A replica of The Turtle submarine from the American Revolutionary War as seen in the show TURN in AMC
In our Secrets of Governors Island compilation, we covered The Turtle, the world’s first submarine used in military combat. This onion/acorn shaped one-man submarine appeared in New York harbor on September 6, 1776 for an attack on the HMS Eagle, which was moored off of Governors Island.
Yale was a fresh breeding ground for Patriot activity, and counts among its graduates Nathan Hale and Benjamin Tallmadge, Washington’s head of intelligence, responsible for creating the first spy ring in the United States that took down Benedict Arnold. In addition to these military men, Yale freshman David Bushnell constructed the first Turtle in Connecticut, which could carry explosives to put onto British ships.
Full sized replica of the Turtle submersible at the Royal Navy Submarine Museum. Photo by Geni via Wikimedia Commons
The Turtle was manufactured with two oak shells bound by iron hoops, somewhat similar to the ubiquitous water tanks which are made of cedar and held together through the pressure of steel hoops. The Turtle was further waterproofed along the seam using oakrum, a fiber. As the TURN website explains, “The Turtle was piloted by using a hand-cranked propeller to move the vessel forward, and a bilge and crank to submerge and resurface the sub. In calm seas, the Turtle had a top speed of about three miles per hour.” A tower fixed with panes of glass gave viewing capability to the driver and the gauges in the The Turtle will lit using Foxfire, a bioluminescent fungus.

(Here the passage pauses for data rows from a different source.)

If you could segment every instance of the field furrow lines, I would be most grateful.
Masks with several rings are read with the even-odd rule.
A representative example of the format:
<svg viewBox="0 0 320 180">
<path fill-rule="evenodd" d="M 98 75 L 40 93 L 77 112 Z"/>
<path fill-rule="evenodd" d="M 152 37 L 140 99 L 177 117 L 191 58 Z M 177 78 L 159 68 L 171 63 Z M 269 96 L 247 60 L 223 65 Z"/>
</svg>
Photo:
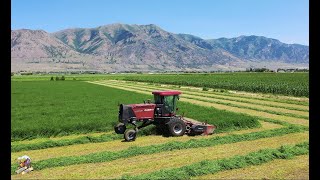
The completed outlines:
<svg viewBox="0 0 320 180">
<path fill-rule="evenodd" d="M 125 83 L 110 83 L 111 85 L 118 85 L 118 86 L 126 86 Z M 127 84 L 128 86 L 128 84 Z M 159 87 L 154 87 L 154 88 L 150 88 L 149 86 L 140 86 L 140 85 L 130 85 L 130 88 L 135 88 L 135 89 L 146 89 L 146 90 L 150 90 L 153 91 L 155 89 L 158 90 L 166 90 L 166 88 L 159 88 Z M 254 104 L 254 103 L 245 103 L 245 102 L 238 102 L 238 101 L 234 101 L 234 100 L 226 100 L 226 99 L 221 99 L 221 98 L 216 98 L 216 97 L 209 97 L 206 95 L 205 92 L 203 93 L 190 93 L 188 91 L 182 91 L 183 92 L 183 96 L 184 97 L 189 97 L 189 98 L 197 98 L 199 100 L 213 100 L 215 102 L 220 102 L 220 103 L 224 103 L 224 104 L 234 104 L 236 106 L 243 106 L 243 107 L 250 107 L 250 108 L 254 108 L 254 109 L 259 109 L 261 111 L 271 111 L 271 112 L 276 112 L 276 113 L 281 113 L 283 115 L 288 115 L 288 116 L 301 116 L 301 118 L 305 118 L 308 119 L 309 116 L 309 112 L 306 111 L 297 111 L 297 110 L 291 110 L 291 109 L 286 109 L 286 108 L 279 108 L 279 107 L 270 107 L 268 105 L 258 105 L 258 104 Z"/>
<path fill-rule="evenodd" d="M 24 177 L 46 179 L 52 177 L 52 172 L 55 172 L 54 177 L 58 179 L 120 178 L 122 175 L 137 175 L 163 168 L 181 167 L 202 160 L 216 160 L 232 157 L 234 155 L 244 155 L 266 148 L 278 148 L 284 144 L 293 145 L 304 142 L 308 138 L 308 132 L 294 133 L 212 147 L 166 151 L 156 154 L 117 159 L 110 162 L 54 167 L 34 171 L 33 173 L 26 174 Z M 186 159 L 186 157 L 189 158 Z M 130 168 L 124 170 L 124 164 Z M 21 176 L 13 175 L 12 178 L 21 178 Z"/>
<path fill-rule="evenodd" d="M 285 102 L 279 102 L 279 100 L 276 99 L 254 99 L 252 97 L 247 97 L 245 95 L 238 95 L 234 96 L 232 93 L 219 93 L 219 92 L 212 92 L 212 91 L 202 91 L 202 89 L 195 90 L 195 89 L 190 89 L 190 87 L 180 87 L 177 88 L 174 85 L 156 85 L 156 84 L 148 84 L 148 83 L 141 83 L 137 82 L 134 83 L 132 81 L 115 81 L 115 80 L 108 80 L 105 82 L 110 82 L 110 83 L 126 83 L 130 84 L 133 86 L 143 86 L 143 87 L 153 87 L 155 89 L 161 88 L 165 89 L 166 87 L 170 89 L 175 89 L 175 90 L 181 90 L 185 93 L 193 94 L 193 95 L 199 95 L 199 96 L 207 96 L 207 97 L 214 97 L 214 98 L 220 98 L 220 99 L 226 99 L 226 100 L 233 100 L 233 101 L 239 101 L 239 102 L 249 102 L 249 103 L 254 103 L 258 105 L 267 105 L 271 107 L 282 107 L 286 109 L 291 109 L 291 110 L 300 110 L 300 111 L 309 111 L 309 106 L 308 105 L 299 105 L 299 104 L 292 104 L 294 101 L 292 100 L 292 103 L 285 103 Z M 273 101 L 272 101 L 273 100 Z M 296 101 L 296 103 L 299 103 Z"/>
</svg>

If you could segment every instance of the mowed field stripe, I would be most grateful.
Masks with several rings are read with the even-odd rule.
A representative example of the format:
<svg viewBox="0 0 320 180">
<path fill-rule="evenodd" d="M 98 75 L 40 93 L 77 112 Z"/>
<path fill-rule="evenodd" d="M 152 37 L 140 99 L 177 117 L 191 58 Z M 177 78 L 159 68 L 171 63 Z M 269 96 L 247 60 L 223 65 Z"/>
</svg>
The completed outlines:
<svg viewBox="0 0 320 180">
<path fill-rule="evenodd" d="M 270 119 L 275 119 L 278 121 L 284 121 L 288 122 L 291 124 L 298 124 L 298 125 L 304 125 L 304 126 L 309 126 L 309 121 L 305 119 L 299 119 L 299 118 L 293 118 L 293 117 L 288 117 L 288 116 L 282 116 L 282 115 L 276 115 L 276 114 L 271 114 L 271 113 L 266 113 L 262 111 L 256 111 L 256 110 L 251 110 L 251 109 L 243 109 L 243 108 L 238 108 L 238 107 L 232 107 L 232 106 L 227 106 L 227 105 L 222 105 L 222 104 L 215 104 L 215 103 L 209 103 L 209 102 L 204 102 L 204 101 L 198 101 L 198 100 L 193 100 L 193 99 L 183 99 L 184 102 L 189 102 L 191 104 L 196 104 L 200 106 L 207 106 L 207 107 L 214 107 L 217 109 L 224 109 L 227 111 L 232 111 L 232 112 L 237 112 L 237 113 L 244 113 L 248 114 L 251 116 L 256 116 L 256 117 L 265 117 L 265 118 L 270 118 Z"/>
<path fill-rule="evenodd" d="M 309 179 L 309 155 L 277 159 L 262 165 L 221 171 L 191 179 Z"/>
<path fill-rule="evenodd" d="M 244 155 L 260 149 L 278 148 L 281 145 L 294 145 L 304 142 L 308 138 L 308 132 L 291 133 L 271 138 L 261 138 L 213 147 L 191 148 L 140 155 L 117 159 L 110 162 L 48 168 L 25 174 L 24 178 L 52 178 L 52 172 L 54 172 L 54 177 L 57 179 L 120 178 L 122 175 L 138 175 L 164 168 L 181 167 L 202 160 L 216 160 L 232 157 L 234 155 Z M 186 157 L 189 158 L 186 159 Z M 124 165 L 129 168 L 124 168 Z M 16 178 L 21 178 L 21 175 L 12 176 L 12 179 Z"/>
<path fill-rule="evenodd" d="M 186 90 L 197 91 L 197 92 L 203 91 L 202 87 L 194 87 L 194 86 L 180 86 L 180 85 L 174 85 L 174 84 L 161 84 L 161 83 L 124 81 L 124 80 L 106 80 L 106 81 L 133 82 L 135 84 L 148 84 L 148 85 L 155 85 L 155 86 L 162 86 L 162 87 L 176 87 L 179 89 L 186 89 Z M 279 94 L 270 94 L 270 93 L 266 94 L 266 93 L 258 93 L 258 92 L 253 93 L 253 92 L 214 89 L 214 88 L 208 88 L 208 91 L 206 92 L 211 94 L 218 94 L 218 95 L 227 94 L 228 96 L 240 97 L 240 98 L 246 98 L 246 99 L 255 99 L 255 100 L 273 101 L 273 102 L 280 102 L 280 103 L 286 103 L 286 104 L 309 106 L 309 98 L 307 97 L 294 97 L 294 96 L 284 96 Z"/>
<path fill-rule="evenodd" d="M 213 97 L 217 99 L 225 99 L 225 100 L 231 100 L 231 101 L 237 101 L 237 102 L 244 102 L 244 103 L 251 103 L 251 104 L 257 104 L 257 105 L 266 105 L 270 107 L 280 107 L 280 108 L 286 108 L 290 110 L 297 110 L 297 111 L 304 111 L 309 112 L 309 106 L 308 105 L 296 105 L 296 104 L 290 104 L 290 103 L 284 103 L 284 102 L 276 102 L 276 101 L 270 101 L 270 99 L 266 100 L 259 100 L 259 99 L 252 99 L 248 97 L 234 97 L 231 93 L 217 93 L 217 92 L 211 92 L 211 91 L 200 91 L 200 90 L 192 90 L 187 88 L 177 88 L 176 86 L 157 86 L 157 85 L 150 85 L 147 83 L 134 83 L 131 81 L 105 81 L 110 83 L 125 83 L 130 84 L 133 86 L 143 86 L 143 87 L 152 87 L 152 88 L 160 88 L 160 89 L 175 89 L 180 90 L 184 93 L 192 94 L 192 95 L 199 95 L 204 97 Z M 166 88 L 167 87 L 167 88 Z M 200 92 L 199 92 L 200 91 Z"/>
<path fill-rule="evenodd" d="M 56 157 L 66 157 L 66 156 L 74 156 L 74 155 L 85 155 L 90 153 L 102 152 L 102 151 L 120 151 L 127 149 L 132 146 L 149 146 L 153 144 L 163 144 L 172 141 L 187 141 L 190 139 L 207 139 L 212 138 L 213 136 L 226 136 L 231 134 L 245 134 L 251 132 L 259 132 L 270 129 L 278 129 L 282 128 L 282 125 L 268 123 L 264 121 L 260 121 L 260 128 L 232 131 L 220 134 L 214 134 L 211 136 L 181 136 L 181 137 L 163 137 L 163 136 L 141 136 L 136 141 L 126 143 L 122 142 L 122 140 L 114 140 L 109 142 L 102 143 L 88 143 L 88 144 L 77 144 L 77 145 L 69 145 L 63 147 L 53 147 L 47 149 L 39 149 L 39 150 L 30 150 L 30 151 L 20 151 L 11 153 L 11 163 L 14 164 L 16 162 L 17 157 L 28 154 L 32 157 L 33 161 L 45 160 Z M 81 150 L 81 151 L 80 151 Z"/>
<path fill-rule="evenodd" d="M 126 85 L 125 83 L 109 83 L 111 85 L 118 85 L 118 86 L 125 86 L 128 87 L 129 85 Z M 130 85 L 130 88 L 135 88 L 138 90 L 149 90 L 150 92 L 155 90 L 157 87 L 155 88 L 150 88 L 149 86 L 139 86 L 139 85 Z M 159 90 L 166 90 L 166 88 L 157 88 Z M 238 101 L 234 101 L 234 100 L 226 100 L 226 99 L 221 99 L 221 98 L 215 98 L 215 97 L 209 97 L 206 96 L 207 94 L 205 92 L 203 93 L 190 93 L 187 91 L 182 91 L 183 92 L 183 97 L 186 98 L 196 98 L 199 100 L 205 100 L 205 101 L 215 101 L 217 103 L 224 103 L 224 104 L 234 104 L 237 106 L 241 106 L 241 107 L 247 107 L 247 108 L 251 108 L 251 109 L 259 109 L 261 111 L 274 111 L 275 113 L 279 112 L 282 113 L 283 115 L 287 115 L 287 116 L 302 116 L 301 118 L 305 118 L 308 119 L 309 117 L 309 112 L 308 111 L 297 111 L 297 110 L 290 110 L 290 109 L 285 109 L 283 107 L 270 107 L 268 105 L 258 105 L 258 104 L 254 104 L 254 103 L 245 103 L 245 102 L 238 102 Z M 199 95 L 200 94 L 200 95 Z"/>
<path fill-rule="evenodd" d="M 150 95 L 150 92 L 148 92 L 146 90 L 144 90 L 144 91 L 137 90 L 137 89 L 130 88 L 130 87 L 111 85 L 111 84 L 102 83 L 102 82 L 99 82 L 99 83 L 98 82 L 89 82 L 89 83 L 103 85 L 103 86 L 109 86 L 109 87 L 118 88 L 118 89 L 122 89 L 122 90 L 127 90 L 127 91 Z M 181 98 L 180 101 L 189 102 L 189 103 L 200 105 L 200 106 L 214 107 L 216 109 L 222 109 L 222 110 L 227 110 L 227 111 L 232 111 L 232 112 L 237 112 L 237 113 L 244 113 L 244 114 L 248 114 L 251 116 L 258 116 L 258 117 L 262 117 L 262 118 L 265 117 L 265 118 L 275 119 L 275 120 L 279 120 L 279 121 L 285 121 L 285 122 L 292 123 L 292 124 L 309 126 L 309 121 L 307 121 L 305 119 L 300 119 L 300 118 L 271 114 L 271 113 L 256 111 L 256 110 L 252 110 L 252 109 L 233 107 L 233 106 L 228 106 L 228 105 L 223 105 L 223 104 L 218 104 L 218 103 L 213 103 L 213 102 L 205 102 L 205 101 L 187 99 L 187 98 Z"/>
</svg>

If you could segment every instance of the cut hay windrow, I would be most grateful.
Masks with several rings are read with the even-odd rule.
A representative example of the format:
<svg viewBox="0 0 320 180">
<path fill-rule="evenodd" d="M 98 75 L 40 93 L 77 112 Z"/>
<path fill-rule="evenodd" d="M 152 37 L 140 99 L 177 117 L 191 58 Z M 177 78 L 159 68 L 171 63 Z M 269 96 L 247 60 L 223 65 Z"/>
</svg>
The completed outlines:
<svg viewBox="0 0 320 180">
<path fill-rule="evenodd" d="M 309 179 L 309 155 L 276 159 L 256 166 L 195 176 L 191 179 Z"/>
<path fill-rule="evenodd" d="M 226 143 L 235 143 L 241 141 L 252 141 L 260 138 L 268 138 L 274 136 L 281 136 L 290 133 L 303 132 L 301 128 L 285 127 L 273 130 L 266 130 L 261 132 L 253 132 L 240 135 L 228 135 L 222 137 L 213 137 L 208 139 L 191 139 L 185 142 L 169 142 L 160 145 L 150 145 L 144 147 L 133 146 L 128 149 L 117 152 L 99 152 L 83 156 L 69 156 L 62 158 L 51 158 L 42 161 L 33 162 L 35 169 L 41 170 L 49 167 L 69 166 L 73 164 L 93 163 L 93 162 L 107 162 L 120 158 L 128 158 L 142 154 L 153 154 L 164 151 L 181 150 L 189 148 L 210 147 Z M 14 173 L 16 165 L 12 165 L 11 170 Z"/>
<path fill-rule="evenodd" d="M 233 107 L 233 106 L 228 106 L 228 105 L 223 105 L 223 104 L 215 104 L 215 103 L 204 102 L 204 101 L 193 100 L 193 99 L 182 99 L 181 101 L 189 102 L 191 104 L 196 104 L 196 105 L 200 105 L 200 106 L 214 107 L 216 109 L 221 109 L 221 110 L 223 109 L 223 110 L 227 110 L 227 111 L 231 111 L 231 112 L 244 113 L 244 114 L 248 114 L 248 115 L 251 115 L 254 117 L 275 119 L 275 120 L 279 120 L 279 121 L 288 122 L 291 124 L 309 126 L 309 121 L 305 120 L 305 119 L 299 119 L 299 118 L 293 118 L 293 117 L 282 116 L 282 115 L 277 115 L 277 114 L 271 114 L 271 113 L 261 112 L 261 111 L 251 110 L 251 109 L 242 109 L 242 108 L 238 108 L 238 107 Z"/>
<path fill-rule="evenodd" d="M 138 155 L 136 157 L 122 158 L 110 162 L 75 164 L 67 167 L 62 166 L 48 168 L 33 172 L 30 176 L 27 175 L 25 177 L 47 179 L 50 176 L 50 172 L 56 172 L 55 178 L 58 179 L 115 179 L 120 178 L 123 175 L 151 173 L 160 169 L 179 168 L 189 164 L 198 163 L 203 160 L 218 160 L 235 155 L 245 155 L 247 153 L 266 148 L 279 148 L 284 144 L 295 145 L 297 143 L 304 142 L 306 137 L 308 137 L 306 132 L 294 133 L 253 141 L 223 144 L 213 147 L 182 149 L 150 155 Z M 192 156 L 190 156 L 190 154 L 192 154 Z M 186 157 L 188 157 L 188 161 L 186 161 Z M 124 164 L 130 168 L 124 169 Z"/>
<path fill-rule="evenodd" d="M 106 85 L 109 83 L 106 83 Z M 132 89 L 137 90 L 149 90 L 150 92 L 155 90 L 154 88 L 145 87 L 145 86 L 135 86 L 135 85 L 125 85 L 121 83 L 113 84 L 120 87 L 130 87 Z M 158 88 L 159 90 L 165 90 L 165 88 Z M 204 94 L 204 93 L 202 93 Z M 184 98 L 190 98 L 190 99 L 197 99 L 197 100 L 203 100 L 207 102 L 214 102 L 219 104 L 225 104 L 225 105 L 232 105 L 234 107 L 240 107 L 240 108 L 247 108 L 247 109 L 253 109 L 257 111 L 264 111 L 272 114 L 278 114 L 278 115 L 285 115 L 285 116 L 291 116 L 291 117 L 297 117 L 302 119 L 308 119 L 309 118 L 309 112 L 306 111 L 297 111 L 297 110 L 290 110 L 285 108 L 279 108 L 279 107 L 270 107 L 267 105 L 257 105 L 254 103 L 244 103 L 244 102 L 238 102 L 233 100 L 226 100 L 221 98 L 212 98 L 205 95 L 192 95 L 189 92 L 183 91 L 183 97 Z"/>
<path fill-rule="evenodd" d="M 279 121 L 279 120 L 270 119 L 270 118 L 263 118 L 263 119 L 260 119 L 260 120 L 264 121 L 264 122 L 270 122 L 270 123 L 279 124 L 279 125 L 282 125 L 282 126 L 288 126 L 288 127 L 293 126 L 293 127 L 301 128 L 301 129 L 303 129 L 305 131 L 309 131 L 309 126 L 291 124 L 291 123 L 288 123 L 288 122 L 285 122 L 285 121 Z"/>
<path fill-rule="evenodd" d="M 112 134 L 113 131 L 109 132 L 91 132 L 91 133 L 82 133 L 82 134 L 71 134 L 71 135 L 65 135 L 65 136 L 56 136 L 56 137 L 38 137 L 35 139 L 27 139 L 27 140 L 11 140 L 11 145 L 18 145 L 18 144 L 36 144 L 46 141 L 58 141 L 58 140 L 71 140 L 71 139 L 77 139 L 80 137 L 98 137 L 101 135 L 108 135 Z"/>
<path fill-rule="evenodd" d="M 209 98 L 201 98 L 199 96 L 198 97 L 189 96 L 189 95 L 185 95 L 185 96 L 188 99 L 194 99 L 194 100 L 199 100 L 199 101 L 204 101 L 204 102 L 212 102 L 212 103 L 223 104 L 223 105 L 228 105 L 228 106 L 232 106 L 232 107 L 251 109 L 251 110 L 256 110 L 256 111 L 261 111 L 261 112 L 267 112 L 270 114 L 276 114 L 276 115 L 282 115 L 282 116 L 288 116 L 288 117 L 309 120 L 309 113 L 306 113 L 307 115 L 298 115 L 298 114 L 289 113 L 289 111 L 287 111 L 286 109 L 277 109 L 277 111 L 275 111 L 275 110 L 269 110 L 271 108 L 263 107 L 263 106 L 260 108 L 257 108 L 257 106 L 254 106 L 254 105 L 250 106 L 250 104 L 239 105 L 238 103 L 219 101 L 219 100 L 209 99 Z M 305 113 L 303 113 L 303 114 L 305 114 Z"/>
<path fill-rule="evenodd" d="M 295 104 L 289 104 L 289 103 L 280 103 L 280 102 L 273 102 L 270 99 L 268 101 L 265 100 L 256 100 L 248 97 L 233 97 L 231 96 L 230 93 L 224 93 L 223 95 L 217 94 L 216 92 L 209 92 L 209 91 L 195 91 L 191 89 L 186 89 L 186 88 L 177 88 L 176 86 L 157 86 L 157 85 L 150 85 L 150 84 L 145 84 L 145 83 L 132 83 L 132 82 L 127 82 L 127 81 L 96 81 L 96 82 L 104 82 L 108 83 L 111 85 L 130 85 L 130 87 L 143 87 L 149 90 L 154 90 L 154 89 L 159 89 L 159 90 L 165 90 L 165 89 L 174 89 L 174 90 L 180 90 L 184 94 L 189 94 L 189 95 L 198 95 L 202 97 L 210 97 L 210 98 L 215 98 L 215 99 L 222 99 L 222 100 L 230 100 L 230 101 L 235 101 L 235 102 L 243 102 L 243 103 L 251 103 L 251 104 L 256 104 L 256 105 L 264 105 L 268 107 L 275 107 L 275 108 L 285 108 L 289 110 L 295 110 L 295 111 L 302 111 L 302 112 L 309 112 L 309 106 L 308 105 L 295 105 Z M 293 111 L 293 112 L 295 112 Z"/>
<path fill-rule="evenodd" d="M 260 122 L 261 127 L 253 128 L 253 129 L 245 129 L 239 131 L 231 131 L 226 133 L 218 133 L 213 136 L 227 136 L 230 134 L 244 134 L 251 132 L 260 132 L 264 130 L 277 129 L 282 128 L 282 125 L 269 123 L 269 122 Z M 130 143 L 123 143 L 120 140 L 108 141 L 103 143 L 88 143 L 88 144 L 77 144 L 63 147 L 51 147 L 47 149 L 39 149 L 39 150 L 26 150 L 21 152 L 13 152 L 11 153 L 11 163 L 15 163 L 16 157 L 23 156 L 24 154 L 28 154 L 32 157 L 33 160 L 39 161 L 54 157 L 63 157 L 63 156 L 74 156 L 74 155 L 85 155 L 90 153 L 102 152 L 102 151 L 120 151 L 127 149 L 131 146 L 148 146 L 155 144 L 163 144 L 172 141 L 188 141 L 190 139 L 207 139 L 212 138 L 213 136 L 181 136 L 181 137 L 162 137 L 160 135 L 157 136 L 141 136 L 138 141 L 133 141 Z M 122 137 L 121 137 L 122 138 Z M 81 151 L 78 151 L 81 149 Z"/>
<path fill-rule="evenodd" d="M 264 149 L 246 155 L 236 155 L 219 160 L 205 160 L 191 165 L 162 169 L 138 176 L 123 176 L 125 179 L 190 179 L 191 177 L 213 174 L 220 171 L 239 169 L 251 165 L 260 165 L 274 159 L 290 159 L 309 153 L 309 142 L 281 146 L 277 149 Z"/>
<path fill-rule="evenodd" d="M 73 144 L 108 142 L 108 141 L 113 141 L 113 140 L 122 139 L 122 138 L 123 137 L 118 134 L 103 134 L 98 137 L 83 136 L 75 139 L 46 140 L 44 142 L 39 142 L 39 143 L 14 144 L 14 145 L 11 145 L 11 152 L 46 149 L 51 147 L 68 146 Z"/>
<path fill-rule="evenodd" d="M 116 86 L 116 85 L 97 83 L 97 82 L 91 82 L 91 83 L 102 85 L 102 86 L 109 86 L 109 87 L 118 88 L 118 89 L 127 90 L 127 91 L 132 91 L 132 92 L 137 92 L 137 93 L 142 93 L 142 94 L 148 94 L 148 92 L 146 92 L 146 91 L 137 90 L 135 88 L 121 87 L 118 85 Z M 309 122 L 306 121 L 305 119 L 299 119 L 299 118 L 293 118 L 293 117 L 288 117 L 288 116 L 283 116 L 283 115 L 271 114 L 271 113 L 267 113 L 267 112 L 251 110 L 248 108 L 243 109 L 243 108 L 238 108 L 238 107 L 233 107 L 233 106 L 228 106 L 228 105 L 223 105 L 223 104 L 218 104 L 218 103 L 213 103 L 213 102 L 204 102 L 204 101 L 199 101 L 199 100 L 194 100 L 194 99 L 187 99 L 187 98 L 182 99 L 181 98 L 180 101 L 189 102 L 191 104 L 196 104 L 196 105 L 200 105 L 200 106 L 214 107 L 216 109 L 221 109 L 221 110 L 228 110 L 228 111 L 237 112 L 237 113 L 244 113 L 244 114 L 248 114 L 248 115 L 256 116 L 256 117 L 271 118 L 271 119 L 275 119 L 275 120 L 286 121 L 286 122 L 290 122 L 292 124 L 309 126 Z"/>
</svg>

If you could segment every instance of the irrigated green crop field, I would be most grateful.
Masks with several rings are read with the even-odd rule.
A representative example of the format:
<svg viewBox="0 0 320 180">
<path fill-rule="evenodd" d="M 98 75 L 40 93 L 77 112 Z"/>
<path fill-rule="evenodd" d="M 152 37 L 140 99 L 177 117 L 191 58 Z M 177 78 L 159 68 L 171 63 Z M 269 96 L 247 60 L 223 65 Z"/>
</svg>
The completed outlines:
<svg viewBox="0 0 320 180">
<path fill-rule="evenodd" d="M 12 179 L 309 178 L 306 73 L 50 77 L 12 77 Z M 168 89 L 182 91 L 178 114 L 216 125 L 215 134 L 164 137 L 149 127 L 122 142 L 118 104 Z M 16 175 L 22 155 L 34 171 Z"/>
<path fill-rule="evenodd" d="M 309 73 L 140 75 L 124 80 L 309 97 Z"/>
<path fill-rule="evenodd" d="M 49 80 L 56 75 L 14 76 L 15 81 Z M 127 80 L 309 97 L 309 73 L 190 73 L 66 75 L 66 80 Z"/>
</svg>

Benjamin Tallmadge was part of the Culper Spy Ring (based out of Setauket, Long Island) now memorialized in the AMC television show TURN. While the show departs somewhat from the actual story, recounted in the book Washington’s Spies: The Story of America’s First Spy Ring by Alexander Rose, it is impressive the number of actual historical moments that are interwoven into the plot, to add drama to the story.
Screenshot from TURN
In Episode 8 of the second season, The Turtle submarine makes a notable entry in TURN when it shows Caleb Brewster, another Setauket native of the Culper Spy Ring uses the submersible to rescue Abraham Woodhull, who is being held in a sugar house prison run by the British in Manhattan under suspicion of spying. None of this happened in real life, but the accuracy of the portrayal of the The Turtle was a fun detail.
Nearly five minutes of air time are used to show Brewster inside The Turtle, going below the surface of the water and navigating around the ships, and emerging in lower Manhattan where there were still buildings built in the Dutch style. Brewster detonates the explosive and The Turtle as a distraction to escape the two British redcoats who have stopped him.
In real life, a sergeant Ezra Lee commanded the Turtle and made it all the way to the HMS Eagle but was unable to attach the explosive. The Turtle was spotted by British soldiers on Governors Island, who rowed out into the harbor. Lee released the charge into the harbor which drifted into the East River and detonated “with tremendous violence,” according to Lee (although there have been no corroborating stories of this incident on the British side). A month later, after an attempt on anther British vessel, the Turtle was sunk on a transport vessel off Fort Lee, New Jersey.